The Gallery is used to display a list of images as a gallery that can be scrolled through and can only be used to show an ouput like a list of images in the following formats: numpy.array, PIL.Image, str or pathlib.Path, or a List(image, str caption) tuples . We use this item to show the images generated with Stable Diffusion. Next, Gradio HTML is used to display arbitrary HTML output, such as images, footers, div containers, etc. In my case, I displayed a painting of Van Gogh, in case the user is not familiar with his style.

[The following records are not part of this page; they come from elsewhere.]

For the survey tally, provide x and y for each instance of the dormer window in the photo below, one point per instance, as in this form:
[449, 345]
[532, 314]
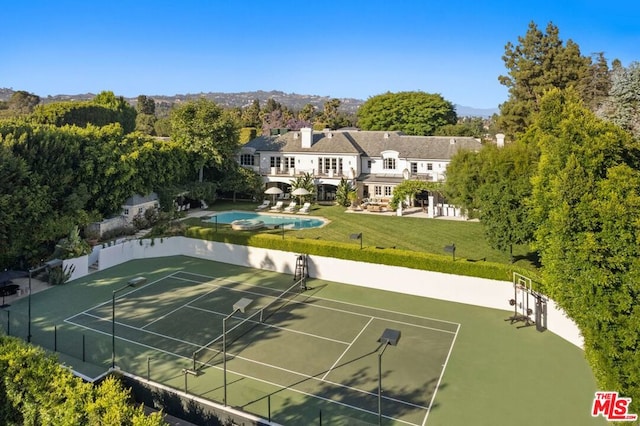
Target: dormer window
[389, 164]
[247, 160]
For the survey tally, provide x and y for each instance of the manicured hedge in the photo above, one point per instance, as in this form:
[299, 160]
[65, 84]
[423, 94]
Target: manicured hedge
[386, 256]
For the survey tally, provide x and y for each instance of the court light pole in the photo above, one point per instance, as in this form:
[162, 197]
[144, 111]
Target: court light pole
[50, 264]
[357, 237]
[240, 306]
[132, 283]
[389, 337]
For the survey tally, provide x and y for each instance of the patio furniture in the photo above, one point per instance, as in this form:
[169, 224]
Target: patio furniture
[278, 207]
[305, 208]
[264, 205]
[291, 208]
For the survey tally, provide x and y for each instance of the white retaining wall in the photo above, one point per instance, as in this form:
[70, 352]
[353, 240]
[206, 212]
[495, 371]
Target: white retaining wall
[455, 288]
[80, 265]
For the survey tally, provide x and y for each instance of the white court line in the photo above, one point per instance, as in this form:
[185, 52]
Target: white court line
[317, 379]
[276, 385]
[348, 347]
[343, 303]
[122, 295]
[284, 387]
[444, 367]
[131, 327]
[289, 330]
[180, 307]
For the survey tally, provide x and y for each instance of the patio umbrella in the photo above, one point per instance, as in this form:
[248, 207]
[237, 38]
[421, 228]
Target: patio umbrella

Last, but not least, I used the Gradio Button option to create a button, that can be assigned arbitrary click() events. An event listener is associated with the button which calls a function that is usually a machine learning model’s prediction function. Each parameter of the function corresponds to one input component, and the function should return a single value or a tuple of values, with each element in the tuple corresponding to one output component. In this instance I am calling the inference function that looks like this:

def inference(model, prompt, neg_prompt, guidance, steps, user_seed, num_images):
  if num_images > 1:
      # Generate a random seed for each image
      seed = random.randint(0, 9999)
  else:
        seed = user_seed

  generator = torch.Generator(device="cuda")
  generator.manual_seed(seed)

  images = []
  for i in range(num_images):
      with torch.no_grad():
            images += pipe(prompt=prompt, negative_prompt=neg_prompt,  generator=generator, num_inference_steps=int(steps), guidance_scale=guidance, num_images_per_prompt=1).images
  return images

The last 2 parts of the Gradio block demo.queue() and demo.launch() are needed in order to generate more than 1 picture and display it.Queue has a few additional parameters you can pass to it, but I have to admit that I didn’t understand from the Gradio official website how exactly they work. Also the definition of the queue is a bit cryptic (in my opinion) and the only reason I came across it it’s because I wanted to generated more than 1 picture per inference. Fortunately, I came across this detailed article that explains all about the magic of the queue : Setting Up a Demo for Maximum Performance. By default, a Gradio Interface or Block does not use queueing and instead sends prediction requests via a POST request to the server where your Gradio server and Python code are running. But POST requests are kinda of old-fashioned and limited. To address these hurdles, a Gradio app can be converted to use websockets instead, simply by adding .queue(). Unlike POST requests, websockets do not timeout and they allow bidirectional traffic. On the Gradio server, a queue is set up, which adds each request that comes to a list. There are several parameters that can be used to configure the queue and help reduce latency (concurrency_limit, max_threads, max_size, max_batch_size). I suggest to always read the latest release notes of Gradio as they tend to change these (or their namings) quite frequently.

That was all for this tutorial with SSD and Gradio. Next we will look into fine-tuning Stable Diffusion with our own custom images.